He is placed in the castle at Coburg, in order to be nearer the Diet at Augsburg, so as to aid Dr. Melancthon, who is there, with his counsel. The Elector dare not trust the royal heart and straightforward spirit of our Luther among the prudent diplomatists at the Diet.

Mistress Luther is having a portrait taken of their little Magdalen, who is now a year old, and especially dear to the Doctor, to send to him in the fortress.

June, 1530.

Letters have arrived from and about Dr. Luther. His father is dead—the brave, persevering, self-denying, truthful old man, who had stamped so much of his own character on his son. "It is meet I should mourn such a parent," Luther writes, "who through the sweat of his brow had nurtured and educated me, and made me what I am." He felt it keenly, especially since he could not be with his father at the last; although he gives thanks that he lived in these times of light, and departed strong in the faith of Christ. Dr. Luther's secretary writes, however, that the portrait of his little Magdalen comforts him much. He has hung it on the wall opposite to the place where he sits at meals.

Dr. Luther is now the eldest of his race. He stands in the foremost rank of the generations slowly advancing to confront death.

To-day I have been sitting with Mistress Luther in the garden behind the

Augustei, under the shade of the pear-tree, where she so often sits beside the Doctor. Our children were playing around us—her little Hänschen with the boys, while the little Magdalen sat cooing like a dove over some flowers, which she was pulling to pieces, on the grass at our feet.

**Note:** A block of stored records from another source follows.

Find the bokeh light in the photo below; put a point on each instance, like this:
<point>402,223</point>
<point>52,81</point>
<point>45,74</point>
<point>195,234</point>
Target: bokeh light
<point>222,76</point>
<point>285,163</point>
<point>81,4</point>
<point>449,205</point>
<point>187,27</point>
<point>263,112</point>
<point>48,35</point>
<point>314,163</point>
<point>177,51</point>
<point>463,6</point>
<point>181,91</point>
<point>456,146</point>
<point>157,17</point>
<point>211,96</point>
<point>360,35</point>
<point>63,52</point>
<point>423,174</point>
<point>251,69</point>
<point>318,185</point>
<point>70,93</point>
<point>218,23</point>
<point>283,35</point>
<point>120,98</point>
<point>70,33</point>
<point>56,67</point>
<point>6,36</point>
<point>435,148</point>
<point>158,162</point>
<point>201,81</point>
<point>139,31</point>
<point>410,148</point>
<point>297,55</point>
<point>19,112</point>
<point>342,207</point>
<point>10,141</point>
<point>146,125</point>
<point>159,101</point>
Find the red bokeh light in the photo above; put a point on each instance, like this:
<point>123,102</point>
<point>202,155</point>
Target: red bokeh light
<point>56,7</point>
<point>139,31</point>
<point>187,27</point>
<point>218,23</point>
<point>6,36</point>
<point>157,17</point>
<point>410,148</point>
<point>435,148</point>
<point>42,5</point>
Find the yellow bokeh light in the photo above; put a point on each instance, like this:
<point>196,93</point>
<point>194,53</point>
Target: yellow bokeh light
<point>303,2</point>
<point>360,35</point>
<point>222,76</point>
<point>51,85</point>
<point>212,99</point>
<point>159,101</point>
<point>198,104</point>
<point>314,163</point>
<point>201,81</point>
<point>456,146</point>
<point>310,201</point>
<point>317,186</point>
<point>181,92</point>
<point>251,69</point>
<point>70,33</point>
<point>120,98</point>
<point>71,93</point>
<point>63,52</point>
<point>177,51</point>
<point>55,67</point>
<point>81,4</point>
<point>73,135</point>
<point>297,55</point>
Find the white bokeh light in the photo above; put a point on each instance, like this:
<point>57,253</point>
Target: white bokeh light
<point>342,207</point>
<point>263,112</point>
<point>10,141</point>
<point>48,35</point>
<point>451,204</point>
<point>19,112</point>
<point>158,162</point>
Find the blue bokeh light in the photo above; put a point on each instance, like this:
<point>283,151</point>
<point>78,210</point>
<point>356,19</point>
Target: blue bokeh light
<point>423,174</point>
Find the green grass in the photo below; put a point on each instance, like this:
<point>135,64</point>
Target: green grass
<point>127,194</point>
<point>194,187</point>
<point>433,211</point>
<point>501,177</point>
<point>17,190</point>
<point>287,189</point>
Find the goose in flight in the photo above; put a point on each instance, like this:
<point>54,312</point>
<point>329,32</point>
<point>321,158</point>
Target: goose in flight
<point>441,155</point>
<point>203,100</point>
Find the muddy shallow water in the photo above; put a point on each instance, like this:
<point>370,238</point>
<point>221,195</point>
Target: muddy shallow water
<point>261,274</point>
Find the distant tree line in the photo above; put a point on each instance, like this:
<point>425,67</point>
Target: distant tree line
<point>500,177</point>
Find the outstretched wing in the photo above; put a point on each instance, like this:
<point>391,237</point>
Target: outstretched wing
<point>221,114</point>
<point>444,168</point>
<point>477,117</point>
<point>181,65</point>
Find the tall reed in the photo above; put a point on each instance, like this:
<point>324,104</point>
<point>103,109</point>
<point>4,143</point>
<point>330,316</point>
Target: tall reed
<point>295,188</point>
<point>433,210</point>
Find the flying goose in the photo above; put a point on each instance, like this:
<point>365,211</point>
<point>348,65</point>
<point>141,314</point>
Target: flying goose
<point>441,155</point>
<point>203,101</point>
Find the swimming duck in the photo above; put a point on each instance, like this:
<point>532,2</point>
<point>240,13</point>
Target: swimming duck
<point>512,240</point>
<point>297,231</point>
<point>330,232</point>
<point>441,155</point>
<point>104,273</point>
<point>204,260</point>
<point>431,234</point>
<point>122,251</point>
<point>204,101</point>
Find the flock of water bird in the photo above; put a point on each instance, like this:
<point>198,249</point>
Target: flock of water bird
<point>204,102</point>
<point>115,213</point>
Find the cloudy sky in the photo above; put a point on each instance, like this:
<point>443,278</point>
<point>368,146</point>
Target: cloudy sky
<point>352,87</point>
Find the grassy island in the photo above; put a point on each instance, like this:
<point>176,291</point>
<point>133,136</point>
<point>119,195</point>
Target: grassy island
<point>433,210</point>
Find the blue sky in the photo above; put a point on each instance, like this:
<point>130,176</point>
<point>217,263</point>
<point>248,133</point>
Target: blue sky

She talked to me much about the Doctor; how dearly he loves the little ones, and what lessons of divine love and wisdom he learns from their little plays. He says often, that beautiful as all God's works are, little children are the fairest of all; that the dear angels especially watch over them. He is very tender with them, and says sometimes they are better theologians than he is, for they trust God. Deeper prayers and higher theology he never hopes to reach than the first the little ones learn—the Lord's Prayer and the Catechism. Often, she said, he says over the Catechism, to remind himself of all the treasures of faith we possess.

It is delightful too, she says, to listen to the heavenly theology he draws from birds and leaves and flowers, and the commonest gifts of God or events of life. At table, a plate of fruit will open to him a whole volume of God's bounty, on which he will discourse. Or, taking a rose in his hand, he will say, "A man who could make one rose like this would be accounted most wonderful; and God scatters countless such flowers around us! But the very infinity of his gifts makes us blind to them."

And one evening, he said of a little bird, warbling its last little song before it went to roost, "Ah, dear little bird! he has chosen his shelter, and is quietly rocking himself to sleep, without a care for to-morrow's lodging; calmly holding by his little twig, and leaving God to think for him."